Curiously for a film critic, Wood has little to say about film criticism. He often writes about writers in the LRB, and I wish he had devoted more of Film to the likes of James Agee or Pauline Kael or Roger Ebert or the swelling army of Internet reviewers or the rapidly changing face of the profession. His own regular column in a widely respected publication may suggest that there’s no real crisis in film criticism; but the LRB is high-end British journalism, and essays on contemporary culture are integral to its mission. What’s left of American movie criticism mostly appears in dailies and weeklies that have no mission at all beyond surviving. One reason why I’m not alarmed by current upheavals in the trade is the possibility that the next configuration of the media ecology will find arts criticism less shackled to general-interest venues that have always cared more about being “timely” and “reader friendly” than about opening minds, challenging received ideas, or granting the possibility that we might understand Avatar better if we dig into Nanook of the North as well. Film is a very smart introduction to cinema, to Wood’s way of thinking about it, and to the rewards of looking at moving-image media with the suppleness, intelligence, and creativity that characterize his book.

9780192803535       You can read a sample from this book here

1 Comment

  1. Noel King says

    See extract from an interview I did with Michael Wood at his then-house in Princeton in 2000.

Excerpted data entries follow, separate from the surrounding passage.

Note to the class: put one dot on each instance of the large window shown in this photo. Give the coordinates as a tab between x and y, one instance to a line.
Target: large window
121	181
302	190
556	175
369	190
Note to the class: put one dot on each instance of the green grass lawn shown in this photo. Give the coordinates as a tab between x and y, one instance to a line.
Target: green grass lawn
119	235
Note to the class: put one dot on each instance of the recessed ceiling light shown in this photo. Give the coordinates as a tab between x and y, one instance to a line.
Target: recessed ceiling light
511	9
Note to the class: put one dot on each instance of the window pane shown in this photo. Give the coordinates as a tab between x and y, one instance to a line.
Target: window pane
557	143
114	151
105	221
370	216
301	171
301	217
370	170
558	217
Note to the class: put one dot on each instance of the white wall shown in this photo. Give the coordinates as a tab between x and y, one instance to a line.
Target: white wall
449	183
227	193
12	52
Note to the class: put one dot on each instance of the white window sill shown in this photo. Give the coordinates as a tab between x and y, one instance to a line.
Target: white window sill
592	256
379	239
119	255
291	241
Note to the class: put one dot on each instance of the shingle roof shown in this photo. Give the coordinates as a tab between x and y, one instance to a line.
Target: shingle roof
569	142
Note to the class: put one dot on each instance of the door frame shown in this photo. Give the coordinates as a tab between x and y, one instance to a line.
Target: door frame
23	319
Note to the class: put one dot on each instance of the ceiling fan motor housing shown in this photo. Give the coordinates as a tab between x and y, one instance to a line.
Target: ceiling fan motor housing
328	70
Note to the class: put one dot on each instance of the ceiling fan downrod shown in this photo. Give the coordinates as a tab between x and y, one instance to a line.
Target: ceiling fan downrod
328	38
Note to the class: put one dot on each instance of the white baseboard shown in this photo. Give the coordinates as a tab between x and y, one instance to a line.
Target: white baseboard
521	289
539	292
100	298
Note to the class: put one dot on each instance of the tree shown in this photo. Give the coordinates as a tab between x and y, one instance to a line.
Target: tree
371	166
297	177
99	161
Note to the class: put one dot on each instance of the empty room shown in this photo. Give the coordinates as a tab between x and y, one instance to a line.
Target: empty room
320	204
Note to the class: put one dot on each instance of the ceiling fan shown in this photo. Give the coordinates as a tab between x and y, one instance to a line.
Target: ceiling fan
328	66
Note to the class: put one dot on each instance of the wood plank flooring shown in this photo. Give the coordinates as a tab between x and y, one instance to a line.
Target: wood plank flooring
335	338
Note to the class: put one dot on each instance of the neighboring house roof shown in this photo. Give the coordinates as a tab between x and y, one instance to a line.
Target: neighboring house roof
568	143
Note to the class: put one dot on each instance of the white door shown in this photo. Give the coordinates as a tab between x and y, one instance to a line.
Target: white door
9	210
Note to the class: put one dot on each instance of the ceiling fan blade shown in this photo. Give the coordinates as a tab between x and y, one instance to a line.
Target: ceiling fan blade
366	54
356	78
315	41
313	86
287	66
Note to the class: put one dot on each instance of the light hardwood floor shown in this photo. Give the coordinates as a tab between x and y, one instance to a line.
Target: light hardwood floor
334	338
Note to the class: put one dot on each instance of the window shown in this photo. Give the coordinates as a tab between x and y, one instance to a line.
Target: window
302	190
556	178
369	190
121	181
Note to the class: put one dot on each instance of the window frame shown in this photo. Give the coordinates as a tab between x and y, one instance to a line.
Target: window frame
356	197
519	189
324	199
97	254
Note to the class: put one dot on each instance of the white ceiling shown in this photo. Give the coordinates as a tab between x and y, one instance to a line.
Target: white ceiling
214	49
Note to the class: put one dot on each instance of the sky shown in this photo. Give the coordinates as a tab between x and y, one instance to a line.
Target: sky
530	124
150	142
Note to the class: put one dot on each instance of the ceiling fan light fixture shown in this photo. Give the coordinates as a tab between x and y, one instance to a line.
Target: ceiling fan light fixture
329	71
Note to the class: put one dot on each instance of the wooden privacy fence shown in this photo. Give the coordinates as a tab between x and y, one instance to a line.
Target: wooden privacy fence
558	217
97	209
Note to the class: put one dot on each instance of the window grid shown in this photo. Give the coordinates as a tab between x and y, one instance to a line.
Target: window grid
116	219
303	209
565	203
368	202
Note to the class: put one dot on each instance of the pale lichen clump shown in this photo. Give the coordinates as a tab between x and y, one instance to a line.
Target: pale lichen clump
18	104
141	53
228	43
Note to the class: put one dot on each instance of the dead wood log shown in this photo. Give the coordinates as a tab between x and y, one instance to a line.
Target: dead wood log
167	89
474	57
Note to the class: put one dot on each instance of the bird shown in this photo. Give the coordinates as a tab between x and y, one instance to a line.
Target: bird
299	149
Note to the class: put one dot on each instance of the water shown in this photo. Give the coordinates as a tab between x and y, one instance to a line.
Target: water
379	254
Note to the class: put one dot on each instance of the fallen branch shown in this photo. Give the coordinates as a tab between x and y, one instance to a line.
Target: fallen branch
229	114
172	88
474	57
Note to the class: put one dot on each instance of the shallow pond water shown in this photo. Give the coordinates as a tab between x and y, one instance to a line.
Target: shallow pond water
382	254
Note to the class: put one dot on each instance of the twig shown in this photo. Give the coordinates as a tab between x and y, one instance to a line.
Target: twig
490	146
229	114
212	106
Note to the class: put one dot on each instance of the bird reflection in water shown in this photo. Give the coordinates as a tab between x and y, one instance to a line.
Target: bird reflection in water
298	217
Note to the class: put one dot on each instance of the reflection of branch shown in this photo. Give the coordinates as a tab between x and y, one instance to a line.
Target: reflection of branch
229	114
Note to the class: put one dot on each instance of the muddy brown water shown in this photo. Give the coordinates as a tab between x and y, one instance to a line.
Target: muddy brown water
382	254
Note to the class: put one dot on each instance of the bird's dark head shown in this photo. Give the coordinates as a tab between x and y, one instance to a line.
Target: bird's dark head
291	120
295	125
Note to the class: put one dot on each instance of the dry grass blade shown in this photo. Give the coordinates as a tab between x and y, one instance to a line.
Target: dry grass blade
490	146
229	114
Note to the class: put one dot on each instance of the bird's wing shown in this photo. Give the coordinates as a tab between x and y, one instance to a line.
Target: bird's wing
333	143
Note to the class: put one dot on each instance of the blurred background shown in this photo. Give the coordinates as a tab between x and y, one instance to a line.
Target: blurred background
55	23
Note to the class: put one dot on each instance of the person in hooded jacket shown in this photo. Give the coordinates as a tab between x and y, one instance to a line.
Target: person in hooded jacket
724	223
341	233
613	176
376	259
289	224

    NK: Lawrence Alloway figures in your America in the Movies book and a bit earlier you mentioned Robert Warshow. Are there any specific critical writings on film that you like?

    MW: Well I’ve always loved Pauline Kael. First, I always liked her writing, the quality of her writing. It’s got tremendous bounce and energy and shows her passion for the movies as an art and a business. She loves the movies. I thought she was usually wrong about films she liked, usually pretty disastrously, and pretty right about films she disliked. I would always, when living in New York, go to a movie and then religiously read her column but always with a slight apprehension that I would have liked something she was going to trash.

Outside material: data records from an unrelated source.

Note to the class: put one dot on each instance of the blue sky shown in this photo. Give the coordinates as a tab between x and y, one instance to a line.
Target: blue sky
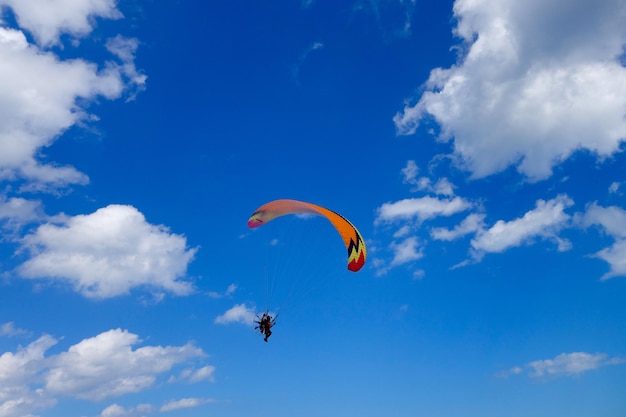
477	145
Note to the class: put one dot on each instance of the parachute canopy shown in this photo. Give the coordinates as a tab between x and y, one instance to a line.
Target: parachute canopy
350	235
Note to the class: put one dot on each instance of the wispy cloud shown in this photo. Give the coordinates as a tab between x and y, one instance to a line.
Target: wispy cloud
239	313
9	330
613	221
35	112
565	364
185	403
544	221
535	82
421	209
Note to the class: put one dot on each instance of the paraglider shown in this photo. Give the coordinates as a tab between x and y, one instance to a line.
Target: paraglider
352	239
265	324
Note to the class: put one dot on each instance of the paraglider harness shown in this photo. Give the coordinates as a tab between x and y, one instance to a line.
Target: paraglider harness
265	323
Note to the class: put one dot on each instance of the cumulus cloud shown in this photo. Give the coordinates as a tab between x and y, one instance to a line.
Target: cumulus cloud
613	221
239	313
108	253
544	221
441	187
96	368
471	224
536	81
17	371
565	364
185	403
16	212
106	366
35	112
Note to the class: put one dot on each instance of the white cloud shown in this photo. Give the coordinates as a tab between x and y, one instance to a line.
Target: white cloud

    I like Stanley Cavell a lot too. I say something about him in the second edition of America in the Movies — rather grudgingly, and rather too late. But I’ve always liked his work.

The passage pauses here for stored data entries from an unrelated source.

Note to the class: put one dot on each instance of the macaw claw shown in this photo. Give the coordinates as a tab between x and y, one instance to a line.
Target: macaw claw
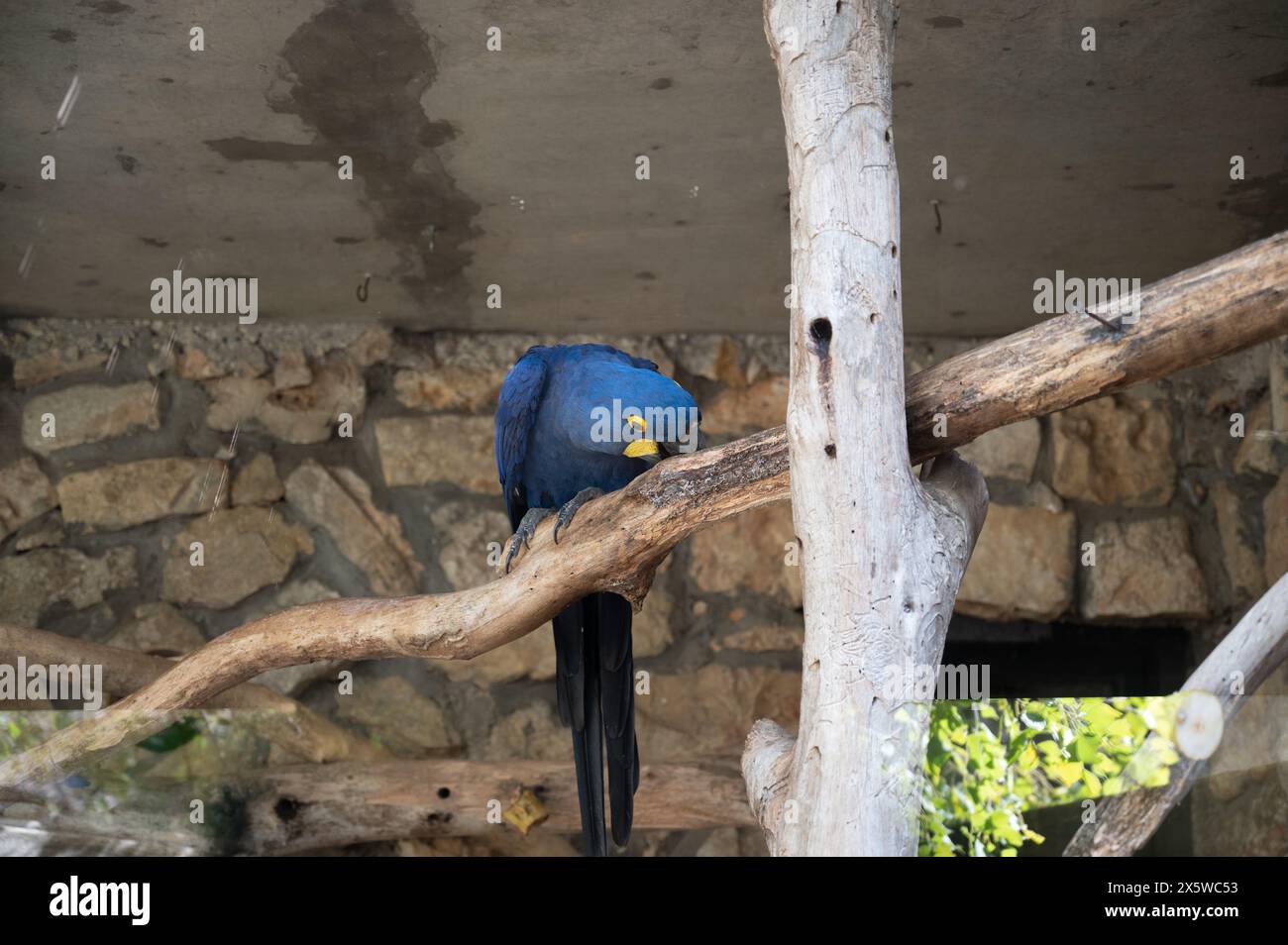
571	507
524	532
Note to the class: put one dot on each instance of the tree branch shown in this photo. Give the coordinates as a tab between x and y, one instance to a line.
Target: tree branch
281	720
1232	673
1188	319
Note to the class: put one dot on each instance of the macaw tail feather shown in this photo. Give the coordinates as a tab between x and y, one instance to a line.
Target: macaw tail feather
595	680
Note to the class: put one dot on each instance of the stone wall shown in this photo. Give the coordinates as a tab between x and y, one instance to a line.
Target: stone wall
330	461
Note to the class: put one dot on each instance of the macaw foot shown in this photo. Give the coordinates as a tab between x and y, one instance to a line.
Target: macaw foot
524	532
571	507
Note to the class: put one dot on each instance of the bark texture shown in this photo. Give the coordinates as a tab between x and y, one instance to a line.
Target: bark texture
1231	674
881	554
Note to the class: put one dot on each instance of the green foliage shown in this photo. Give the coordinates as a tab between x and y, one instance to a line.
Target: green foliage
988	763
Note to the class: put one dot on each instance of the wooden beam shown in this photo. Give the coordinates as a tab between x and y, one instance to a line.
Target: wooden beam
1231	674
1214	309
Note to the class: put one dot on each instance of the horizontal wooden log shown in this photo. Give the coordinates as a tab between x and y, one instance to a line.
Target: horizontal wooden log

    NK: America in the Movies came out a few years after Cavell published The World Viewed.

    MW: Yes, I read The World Viewed back in 1971 and I thought it was completely cockeyed, wrong about virtually everything. But it’s also a book you can’t forget and you have to keep thinking about. After that, I did write a long review about Pursuits of Happiness and about a philosophy book of his, The Claims of Reason. The review was quite harsh but also appreciative. I think he’s one of the most interesting writers around, both about philosophy and about film. He’s an endlessly fertile, thoughtful and interesting person. I like his idea of a triangle linking film, philosophy and a certain kind of American studies, a certain rethinking or reclaiming of American philosophy. Cavell’s new book, the book about melodrama, is an attempt at an inversion of the book about comedy. But you can’t invert that idea. It’s such a terrific idea, the notion that in order to be married you have to be remarried, the idea that the only marriage that works is the one that’s done twice. It’s a terrific idea, and it worked beautifully for the films. That is how Adam’s Rib works, it’s how The Philadelphia Story, The Awful Truth and The Lady Eve work. It’s a genuine genre, it’s a genuine insight into something that the movies can do.